Evernote and contextual experiences

Evernote is the app you use to remember stuff. Just about anything. Its apps run on a variety of mobile devices, Mac and Windows and the only reason its not ubiquitous is that there isn’t a Linux app (although the Web app has really developed in the last few years to the point where its a pretty decent desktop app alternative).

Evernote has launched a couple apps in the last few months that focus the general service on specific uses. Clearly, a Chrome extension, is a lot like the Readability extension and it renders a Web page into something more readable and which you can conveniently save into Evernote to read another time.

Evernote launched two more really interesting apps in the last week or so. The first is Evernote Food which immediately reminded me of Oink which I am using.

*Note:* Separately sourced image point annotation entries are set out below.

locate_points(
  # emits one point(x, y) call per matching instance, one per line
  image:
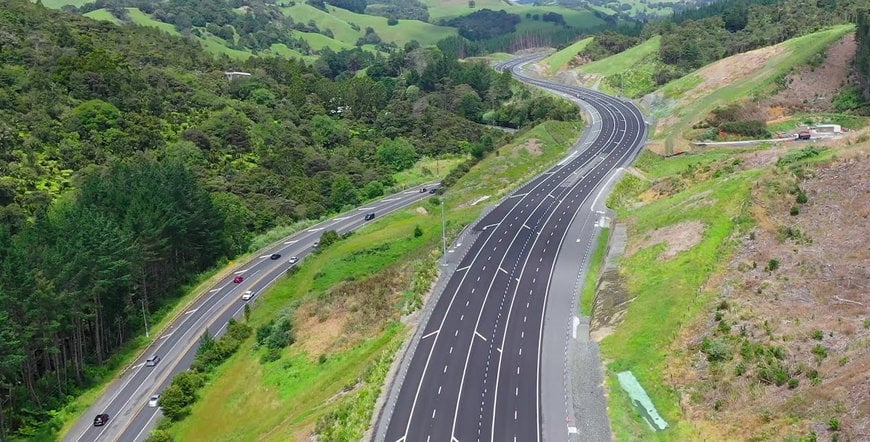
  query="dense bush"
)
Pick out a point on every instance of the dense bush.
point(752, 128)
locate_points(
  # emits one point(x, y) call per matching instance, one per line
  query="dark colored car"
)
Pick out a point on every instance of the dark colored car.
point(152, 361)
point(101, 420)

The idea is to capture food you eat and enjoy along with information about location (posts can be geotagged) and people you were with. The result is a custom note in Evernote optimized for the content type (a photo, description of the food and other info). I’m not sure how often I’ll use it but it signifies a subtle shift in how users may perceive and use Evernote.

The latest app, Evernote Hello, excites me a bit more. This app encroaches on apps like LinkedIn’s CardMunch and Hashable although it takes the idea of capturing contacts a bit beyond business card captures (one of the uses Evernote’s Phil Libin mentioned in the earlier days was snapping business cards with Evernote with his camera phone) and addresses one of the challenges I face – recognizing people when I bump into them again.

I am curious to see how this would work in practice. It would obviously work best if people you meet are happy to take a snapshot of themselves and enter their data (or let you take the photo). As with Food, this app creates a custom note in Evernote with the data you capture along with the photo. I love the idea.

What interests me more about these apps is how it extends Evernote’s utility for me. Until now I have had the Evernote app on my phone and use it from time to time (I find the app is pretty sluggish so I don’t bother when I have a quick note to take – not the point). These two apps give me quick, specialized applications of the service to specific contexts. These apps make Evernote an experiential and contextual service and that interests me a lot.